Hiro bussò alla porta della stanza, che puzzava ogni giorno di più di detersivo e candeggina, un odore che faceva venire un nodo in gola a chiunque. Aprì la porta e con il braccio fece segno alla dottoressa Taneda.
-Ehi voi due come mai qui di primo mattino? Ehm mah! Keiichi cosa ti è successo?!- la dottoressa scrutò il viso del ragazzo, mentre lui faceva di tutto per nascondersi per l’imbarazzo. La donna gli accarezzò l’altra guancia con il fare rassicurante di una mamma e afferrandolo per una spalla lo portò a sedersi sul lettino; aprì la cassetta d’infermeria e con un tampone imbevuto di disinfettante iniziò a pulirli il viso. I tagli bruciavano facendo formicolare le mani a Kei, ma la cosa che più di tutto gli ardeva dentro, ormai da 4 anni, era la rabbia.
- Come sta il braccio della ragazza che stava qui l’altro giorno? –
- Hai quest’obbrobrio sulla faccia e ti preoccupi della ragazza dell’altro giorno? – lui annuì tranquillamente e la donna gli rispose sospirando.
- Il braccio era effettivamente rotto, una frattura composta per fortuna, però ha dovuto mettere comunque il gesso, ma come mai ti interessa tanto? - -Era molto carina. – Hiro sussultò felicemente e si sedette accanto all’amico.
- Ehi Kei, egoista che non sei altro non me ne hai parlato! Eh vabbè fa niente ti perdono…ma allora chi è la fortunata? – il ragazzo non poté voltarsi a parlare perché aveva ancora il volto incollato al tampone e le guance stritolate dalle mani della dottoressa, ma tentò comunque di guardare in direzione dell’amico.
- Il suo nome non me l’ha detto, però ho notato un particolare davvero interessante! –
- Cioè? – Hiro incuriosì ancora di più lo sguardo. - Aveva gli occhi degli Husky siberiani, erano di un color ghiaccio impressionante. È davvero una caratteristica unica per una giapponese. – Hirò sobbalzò sul lettino facendo spaventare la dottoressa che si fermò un attimo per guardarlo con sguardo cagnesco, lui sorrise stupidamente intimidito dalla donna.
- Beh che ti è preso? – domandò Kei.
- No è che quella ragazza io la conosco, c’è insomma, la conosco perché è famosa qui a scuola, possibile che tu non abbia mai sentito parlare del demone dagli occhi ghiaccio? – Kei riuscì finalmente a girarsi in direzione di Hiro, e scosse la testa con disapprovazione.

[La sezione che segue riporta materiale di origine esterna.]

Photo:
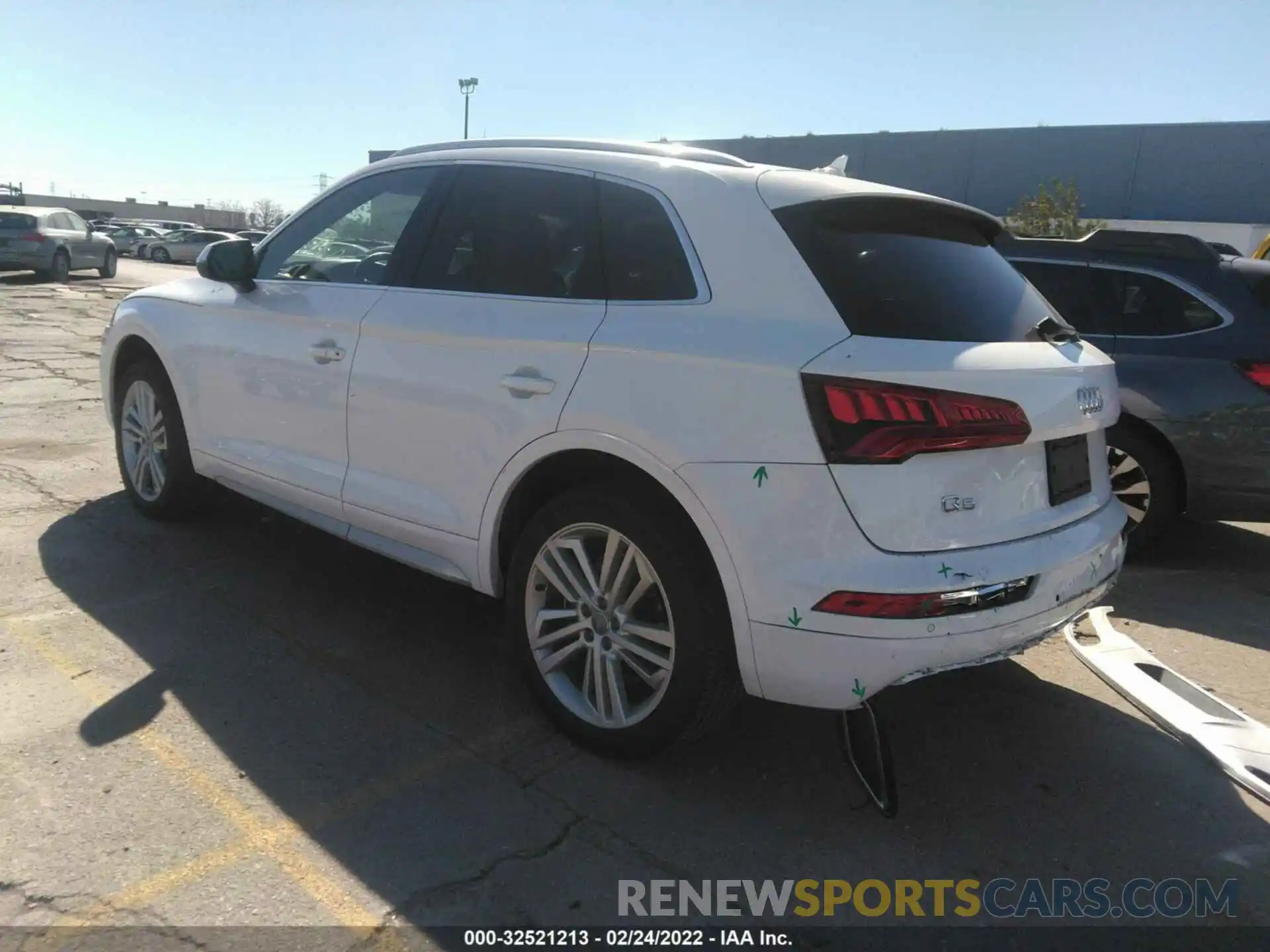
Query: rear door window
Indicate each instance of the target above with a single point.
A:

- La chiamano così per via degli occhi, ma non solo per quello: dicono che in lei risieda un lo spirito di un grande samurai, si immischia sempre nelle risse dei ragazzi per prendere le difese di qualcuno, non sopporta le ingiustizie e ama la democrazia…solo che spesso si fa male perché i ragazzi sono violenti…è un po’ imbranata però ha un gran fegato! – La dottoressa annuì ridacchiando.
-Si chiama Takahashi Reila. È del primo anno, mi sono subito affezionata a lei per cui non toccarla è la mia figlioletta. – Hiro sorrise ammiccando all’amico.
- E fidati…è un gran pezzo di figlioletta, l’uniforme le dona tantissimo. – la donna lo fulminò nuovamente con gli occhi e lui impaurito alzò le mani facendo segno di bandiera bianca. Lei richiuse la cassetta d’infermeria dando una pacca sulla spalla di Keiichi. Il ragazzo scese dal lettino avviandosi verso la porta.
- Grazie ancora dottoressa, non so davvero come ricompensarla. – la donna si voltò arzilla scompigliando ancor più la sua pettinatura anni 50’. - -Guarda puoi iniziare domani ad aiutarmi qui in infermeria. Tanto i club che frequenti fanno allenamento la mattina presto. – Hiro ridacchiò sottovoce portandosi la mano davanti alla bocca per nascondere la risata scema e poi bisbigliò sottovoce nell’orecchio di Kei.
- Ti ha fregato… - Keiichi lo guardò malissimo, con uno sguardo della serie: “quando usciamo ti distruggo” ed Hiro aveva il pieno diritto di aver paura dato che il latin lover dai capelli biondi, nonché il suo miglior amico, era uno degli assi del club di boxe.
- Non lo so…non credo di aver il tempo…sa devo studiare. – la donna alzò il sopracciglio sorridendo a malapena.
- Mi spieghi chi vuoi prendere in giro? Due volte bocciato, campione di battutacce ai professori, medaglia d’oro nel campo dei voti bassi e tu mi vuoi far credere che adesso stai studiando? – Keiichi adottò la tattica del sorrisetto scemo di Hiro nel tentativo di impietosire la donna.
-Se vieni ti faccio conoscere Reila. –
-Ok va bene. – la dottoressa se ne andò ridacchiando.